I had upped the 100 stamps Bruno and I had agreed to exchange at his suggestion by returning 200 (from various island nations: Trinidad and Tobago, Fiji etc). He would then send me the second hundred (as he
had already sent me the first) and it would save me postage. That made eminent sense to me.
But then I started to get cold feet. I worried that my duplicates weren't up to his very high standards. I emailed Bruno to send me back fewer - say 80 or 70 - if he felt that there was an imbalance.
Sure enough, my friend found some fault or other with as many as half of the stamps that I'd sent. Some stamps were definitives instead of commemoratives and so on. How mortifying! But he let me get away with it, saying that he excused me as a beginner.

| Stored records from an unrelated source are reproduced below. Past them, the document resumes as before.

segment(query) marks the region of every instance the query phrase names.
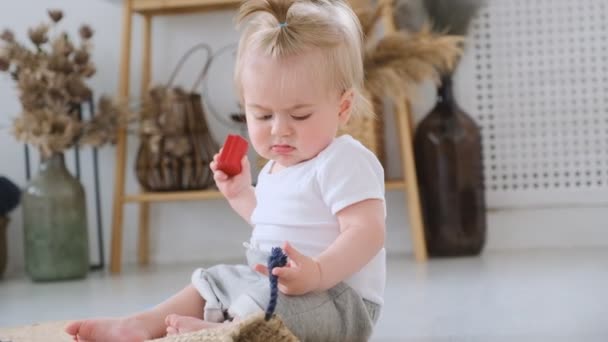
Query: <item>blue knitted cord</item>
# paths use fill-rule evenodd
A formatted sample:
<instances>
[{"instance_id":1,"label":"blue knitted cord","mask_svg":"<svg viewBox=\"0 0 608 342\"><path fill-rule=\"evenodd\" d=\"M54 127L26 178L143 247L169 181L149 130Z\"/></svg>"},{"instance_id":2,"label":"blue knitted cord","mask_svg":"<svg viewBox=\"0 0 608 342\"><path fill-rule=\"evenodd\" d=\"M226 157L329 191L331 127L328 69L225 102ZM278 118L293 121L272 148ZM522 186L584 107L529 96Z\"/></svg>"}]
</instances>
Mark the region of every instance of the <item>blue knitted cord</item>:
<instances>
[{"instance_id":1,"label":"blue knitted cord","mask_svg":"<svg viewBox=\"0 0 608 342\"><path fill-rule=\"evenodd\" d=\"M279 295L278 277L272 275L272 269L275 267L283 267L287 265L287 255L283 253L281 247L273 247L268 258L268 278L270 279L270 302L266 308L265 320L269 320L274 314L274 309L277 307L277 298Z\"/></svg>"}]
</instances>

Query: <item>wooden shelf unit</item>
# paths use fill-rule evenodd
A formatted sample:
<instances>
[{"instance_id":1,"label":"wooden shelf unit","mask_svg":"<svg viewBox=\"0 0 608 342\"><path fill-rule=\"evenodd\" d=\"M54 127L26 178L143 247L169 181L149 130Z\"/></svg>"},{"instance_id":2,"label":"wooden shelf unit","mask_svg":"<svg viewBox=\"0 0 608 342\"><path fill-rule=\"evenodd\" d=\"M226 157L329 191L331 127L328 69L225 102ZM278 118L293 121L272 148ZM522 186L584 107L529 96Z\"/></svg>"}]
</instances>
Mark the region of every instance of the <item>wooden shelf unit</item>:
<instances>
[{"instance_id":1,"label":"wooden shelf unit","mask_svg":"<svg viewBox=\"0 0 608 342\"><path fill-rule=\"evenodd\" d=\"M384 0L381 0L384 1ZM360 2L360 1L359 1ZM385 2L384 25L385 31L394 30L392 22L392 9L389 2ZM123 0L122 17L122 41L120 55L120 74L118 93L124 99L129 98L130 68L131 68L131 45L133 16L143 17L142 35L142 61L141 61L141 90L148 89L152 75L152 19L162 15L179 15L185 13L205 12L218 9L236 9L240 0ZM406 195L406 209L409 212L411 235L414 247L414 255L417 261L427 259L426 245L424 242L424 227L420 201L418 196L418 185L416 170L414 167L413 154L413 124L410 115L410 106L405 100L397 101L395 105L395 117L399 131L401 145L401 160L404 170L403 180L391 180L386 182L387 190L401 190ZM138 262L146 265L149 262L149 210L150 203L171 201L197 201L209 199L221 199L222 195L217 190L184 191L184 192L144 192L136 194L125 193L126 173L126 150L127 132L121 129L118 132L116 143L116 165L114 200L112 204L112 236L110 253L110 272L118 274L122 266L122 239L124 206L128 203L139 204L138 223Z\"/></svg>"},{"instance_id":2,"label":"wooden shelf unit","mask_svg":"<svg viewBox=\"0 0 608 342\"><path fill-rule=\"evenodd\" d=\"M241 0L132 0L133 13L142 15L174 15L234 9Z\"/></svg>"}]
</instances>

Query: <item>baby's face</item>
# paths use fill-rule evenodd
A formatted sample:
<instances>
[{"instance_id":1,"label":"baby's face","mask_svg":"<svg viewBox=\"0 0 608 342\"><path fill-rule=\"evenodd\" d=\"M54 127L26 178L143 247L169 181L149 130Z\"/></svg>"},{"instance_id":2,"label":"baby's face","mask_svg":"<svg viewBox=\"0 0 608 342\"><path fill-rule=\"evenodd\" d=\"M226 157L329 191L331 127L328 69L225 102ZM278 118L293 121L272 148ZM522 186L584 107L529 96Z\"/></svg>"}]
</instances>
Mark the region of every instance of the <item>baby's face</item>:
<instances>
[{"instance_id":1,"label":"baby's face","mask_svg":"<svg viewBox=\"0 0 608 342\"><path fill-rule=\"evenodd\" d=\"M314 52L277 61L249 55L242 70L247 127L256 152L288 167L315 157L348 120L350 99L330 90Z\"/></svg>"}]
</instances>

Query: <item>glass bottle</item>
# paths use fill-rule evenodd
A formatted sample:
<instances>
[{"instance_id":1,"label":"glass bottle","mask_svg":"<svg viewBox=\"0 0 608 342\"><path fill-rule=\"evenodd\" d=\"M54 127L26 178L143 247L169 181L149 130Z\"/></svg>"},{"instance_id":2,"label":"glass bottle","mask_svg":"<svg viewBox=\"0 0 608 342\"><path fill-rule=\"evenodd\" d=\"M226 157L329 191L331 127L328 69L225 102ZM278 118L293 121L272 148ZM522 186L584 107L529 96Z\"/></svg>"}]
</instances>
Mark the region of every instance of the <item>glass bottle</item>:
<instances>
[{"instance_id":1,"label":"glass bottle","mask_svg":"<svg viewBox=\"0 0 608 342\"><path fill-rule=\"evenodd\" d=\"M444 76L437 103L414 137L429 255L476 255L486 239L481 134Z\"/></svg>"},{"instance_id":2,"label":"glass bottle","mask_svg":"<svg viewBox=\"0 0 608 342\"><path fill-rule=\"evenodd\" d=\"M62 153L40 162L23 191L26 271L34 281L83 278L89 269L86 198Z\"/></svg>"}]
</instances>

But I think everything has evened out. In Bruno's second lot there were a number of more ordinary, common stamps - stamps from Holland and Germany that I remember being among the first I collected as a boy. That's okay. I expect a mixture of good and bad when exchanging duplicates.

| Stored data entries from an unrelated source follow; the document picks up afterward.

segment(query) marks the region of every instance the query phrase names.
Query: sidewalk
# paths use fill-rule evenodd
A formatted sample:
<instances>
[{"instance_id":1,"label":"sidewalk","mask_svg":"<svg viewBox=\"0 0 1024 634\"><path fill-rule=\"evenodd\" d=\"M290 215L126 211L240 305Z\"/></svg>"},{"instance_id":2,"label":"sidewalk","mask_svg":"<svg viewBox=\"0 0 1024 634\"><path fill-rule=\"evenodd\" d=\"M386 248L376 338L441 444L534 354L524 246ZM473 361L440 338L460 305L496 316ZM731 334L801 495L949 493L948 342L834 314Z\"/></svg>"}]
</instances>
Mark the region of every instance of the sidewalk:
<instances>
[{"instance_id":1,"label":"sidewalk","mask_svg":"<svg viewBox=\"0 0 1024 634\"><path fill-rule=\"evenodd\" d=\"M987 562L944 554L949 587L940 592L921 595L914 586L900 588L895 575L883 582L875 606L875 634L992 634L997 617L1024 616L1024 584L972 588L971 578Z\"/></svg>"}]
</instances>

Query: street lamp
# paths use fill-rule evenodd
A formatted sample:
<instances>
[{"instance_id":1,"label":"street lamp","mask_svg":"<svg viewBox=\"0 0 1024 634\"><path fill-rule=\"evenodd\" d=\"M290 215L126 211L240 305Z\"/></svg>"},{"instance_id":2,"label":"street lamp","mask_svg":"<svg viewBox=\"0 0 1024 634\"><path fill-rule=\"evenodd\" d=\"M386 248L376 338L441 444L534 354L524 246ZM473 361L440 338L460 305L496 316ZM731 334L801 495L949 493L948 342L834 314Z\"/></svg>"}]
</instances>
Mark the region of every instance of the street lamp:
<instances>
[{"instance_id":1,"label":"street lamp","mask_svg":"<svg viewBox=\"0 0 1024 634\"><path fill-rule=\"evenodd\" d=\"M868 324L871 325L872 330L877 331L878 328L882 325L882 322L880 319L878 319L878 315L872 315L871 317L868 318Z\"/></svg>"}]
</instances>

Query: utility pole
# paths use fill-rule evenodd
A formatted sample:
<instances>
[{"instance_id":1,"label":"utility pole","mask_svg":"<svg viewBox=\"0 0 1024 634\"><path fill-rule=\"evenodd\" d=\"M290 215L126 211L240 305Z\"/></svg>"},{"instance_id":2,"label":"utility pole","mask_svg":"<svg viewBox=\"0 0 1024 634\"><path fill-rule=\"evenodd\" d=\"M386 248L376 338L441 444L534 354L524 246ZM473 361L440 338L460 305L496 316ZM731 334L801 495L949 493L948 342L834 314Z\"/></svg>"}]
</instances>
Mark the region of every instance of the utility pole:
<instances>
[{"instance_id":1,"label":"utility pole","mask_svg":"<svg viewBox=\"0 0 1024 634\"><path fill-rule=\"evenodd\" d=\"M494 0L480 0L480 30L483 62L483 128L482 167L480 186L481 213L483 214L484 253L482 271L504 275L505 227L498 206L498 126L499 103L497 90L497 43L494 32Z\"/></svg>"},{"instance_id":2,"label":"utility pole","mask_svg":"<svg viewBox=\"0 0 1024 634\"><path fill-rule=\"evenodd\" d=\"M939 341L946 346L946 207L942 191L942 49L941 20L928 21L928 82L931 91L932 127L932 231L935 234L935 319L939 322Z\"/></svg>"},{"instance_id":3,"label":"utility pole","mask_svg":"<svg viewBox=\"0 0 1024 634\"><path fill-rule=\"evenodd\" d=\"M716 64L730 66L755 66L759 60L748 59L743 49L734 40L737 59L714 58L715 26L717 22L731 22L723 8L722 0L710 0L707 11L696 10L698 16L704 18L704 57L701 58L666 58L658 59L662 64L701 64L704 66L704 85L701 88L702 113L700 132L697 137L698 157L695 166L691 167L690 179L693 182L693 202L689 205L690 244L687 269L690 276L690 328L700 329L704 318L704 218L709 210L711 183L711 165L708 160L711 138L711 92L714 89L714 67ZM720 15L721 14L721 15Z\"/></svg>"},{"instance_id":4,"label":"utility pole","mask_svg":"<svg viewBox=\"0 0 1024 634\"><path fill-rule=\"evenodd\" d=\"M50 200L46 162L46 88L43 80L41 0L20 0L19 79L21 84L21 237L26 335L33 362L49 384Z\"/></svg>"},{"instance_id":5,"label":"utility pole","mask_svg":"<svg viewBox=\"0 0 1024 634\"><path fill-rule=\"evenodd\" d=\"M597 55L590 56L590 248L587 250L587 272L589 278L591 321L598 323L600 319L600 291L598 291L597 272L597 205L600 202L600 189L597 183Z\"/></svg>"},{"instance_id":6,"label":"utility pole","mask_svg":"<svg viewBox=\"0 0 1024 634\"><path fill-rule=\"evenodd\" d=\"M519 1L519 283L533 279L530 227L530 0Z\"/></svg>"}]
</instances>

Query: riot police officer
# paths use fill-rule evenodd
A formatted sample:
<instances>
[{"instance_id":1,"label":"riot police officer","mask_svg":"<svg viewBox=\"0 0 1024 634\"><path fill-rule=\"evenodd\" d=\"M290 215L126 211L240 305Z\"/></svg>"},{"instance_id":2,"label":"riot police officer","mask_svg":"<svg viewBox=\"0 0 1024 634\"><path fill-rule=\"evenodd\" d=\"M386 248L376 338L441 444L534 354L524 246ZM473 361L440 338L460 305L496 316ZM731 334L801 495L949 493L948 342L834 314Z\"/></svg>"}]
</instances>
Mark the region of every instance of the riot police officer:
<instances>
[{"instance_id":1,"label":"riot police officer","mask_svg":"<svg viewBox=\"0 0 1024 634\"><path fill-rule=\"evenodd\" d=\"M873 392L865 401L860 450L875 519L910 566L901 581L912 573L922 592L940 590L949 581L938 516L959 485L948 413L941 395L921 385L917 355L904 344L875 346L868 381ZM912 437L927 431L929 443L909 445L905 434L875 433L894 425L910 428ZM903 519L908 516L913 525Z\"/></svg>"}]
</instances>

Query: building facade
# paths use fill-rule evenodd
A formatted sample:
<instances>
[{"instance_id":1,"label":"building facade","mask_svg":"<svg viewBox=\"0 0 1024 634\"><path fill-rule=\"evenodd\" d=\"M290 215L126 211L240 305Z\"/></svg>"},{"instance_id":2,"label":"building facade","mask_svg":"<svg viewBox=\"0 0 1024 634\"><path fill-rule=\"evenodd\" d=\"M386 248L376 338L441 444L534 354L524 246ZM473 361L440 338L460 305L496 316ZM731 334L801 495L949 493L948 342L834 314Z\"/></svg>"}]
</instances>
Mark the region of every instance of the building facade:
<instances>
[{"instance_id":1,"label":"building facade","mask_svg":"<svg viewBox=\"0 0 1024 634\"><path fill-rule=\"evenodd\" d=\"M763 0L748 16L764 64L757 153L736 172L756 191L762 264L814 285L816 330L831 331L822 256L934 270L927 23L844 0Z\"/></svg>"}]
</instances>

One think stayed with me, however. Bruno warned me about storing stamps in a damp environment.
"Take care because all your stamps are smelling humidity, you should keep them away from humide places."

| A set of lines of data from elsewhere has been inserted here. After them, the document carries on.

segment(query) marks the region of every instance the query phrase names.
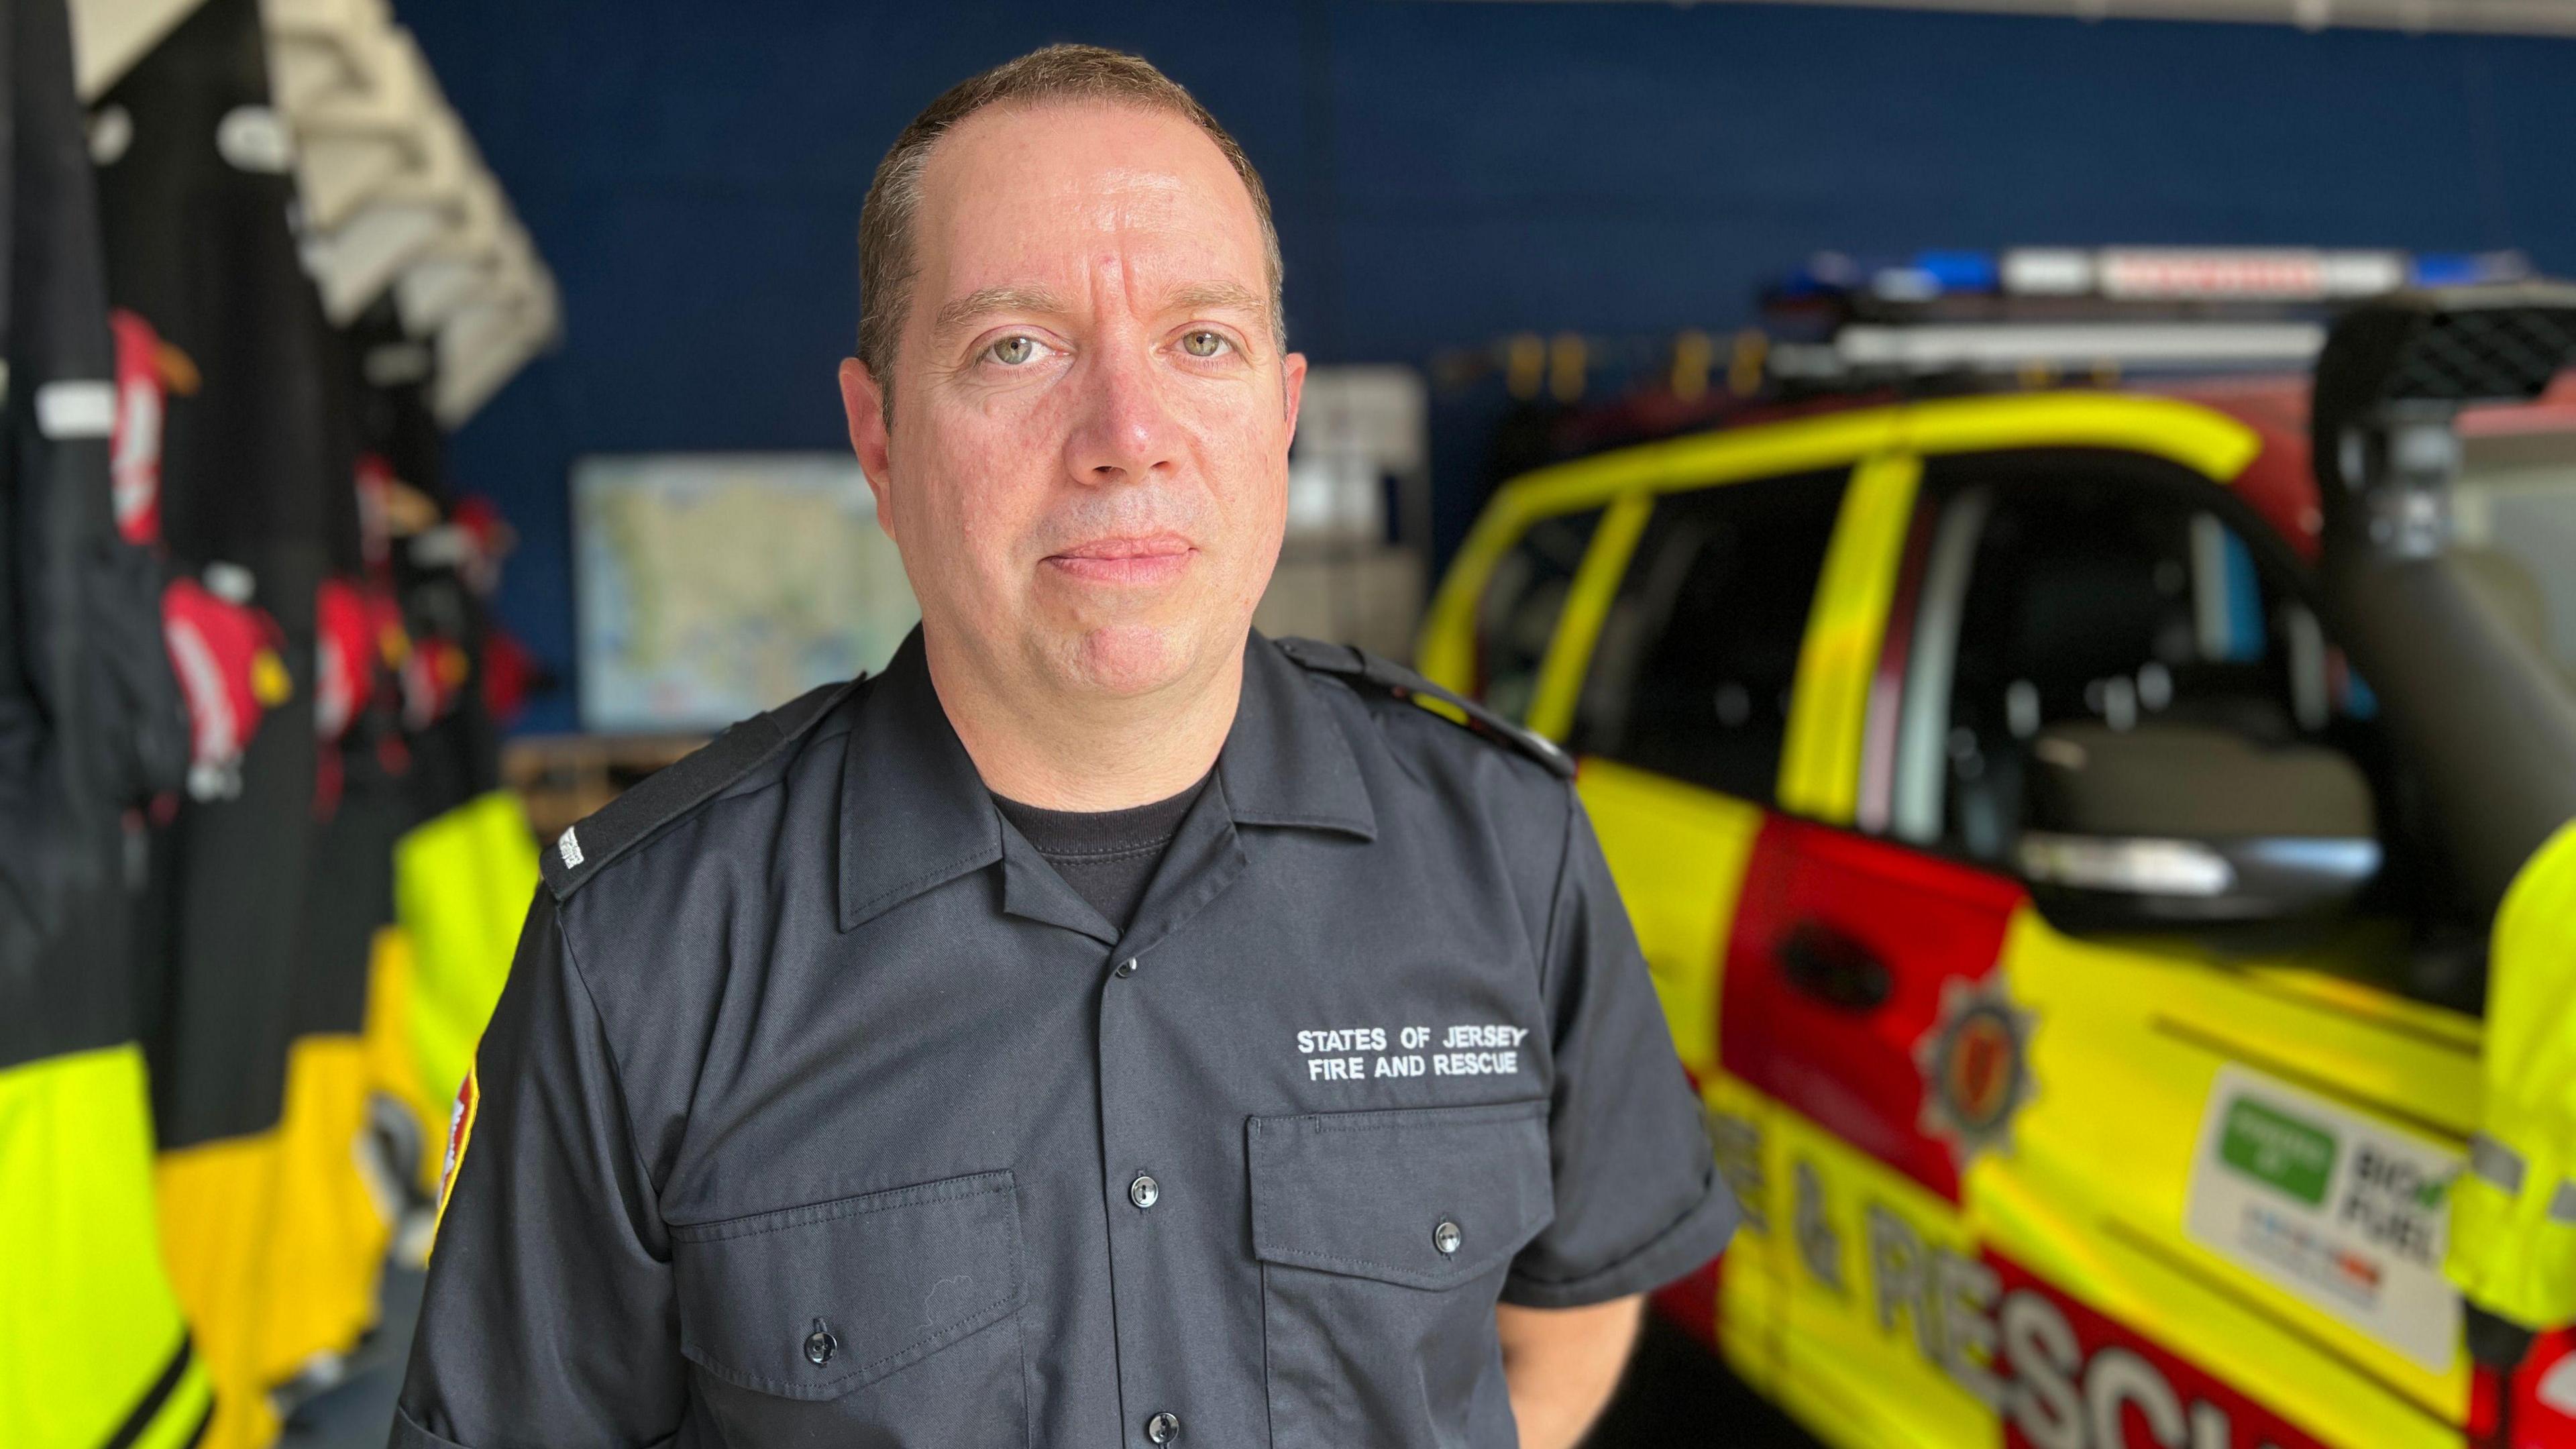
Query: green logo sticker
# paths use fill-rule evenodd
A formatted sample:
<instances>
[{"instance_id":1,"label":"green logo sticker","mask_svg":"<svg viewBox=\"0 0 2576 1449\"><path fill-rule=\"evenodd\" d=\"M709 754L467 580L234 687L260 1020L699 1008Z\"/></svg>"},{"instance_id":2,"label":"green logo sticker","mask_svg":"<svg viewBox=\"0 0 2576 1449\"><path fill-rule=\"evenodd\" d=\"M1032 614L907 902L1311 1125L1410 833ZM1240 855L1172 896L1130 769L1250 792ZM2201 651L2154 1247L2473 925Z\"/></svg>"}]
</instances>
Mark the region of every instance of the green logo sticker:
<instances>
[{"instance_id":1,"label":"green logo sticker","mask_svg":"<svg viewBox=\"0 0 2576 1449\"><path fill-rule=\"evenodd\" d=\"M2251 1097L2227 1105L2219 1160L2311 1207L2326 1200L2334 1176L2334 1134L2274 1111Z\"/></svg>"}]
</instances>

A vision of my friend sniffing the contents of my envelope comes unbidden to mind. Do my stamps smell like truffles?
Myself, I have noticed a certain perfume about packets of stamps that arrive. And now I have an idea why some stamp lots offered for sale over the Internet are advertised as coming from a smoke-free home. In our household we don't use perfumes or scents, and we hardly even use soap (we have never used any on our baby). But no one smokes either, and my stamps don't reek of tobacco. That, at least, I can guarantee!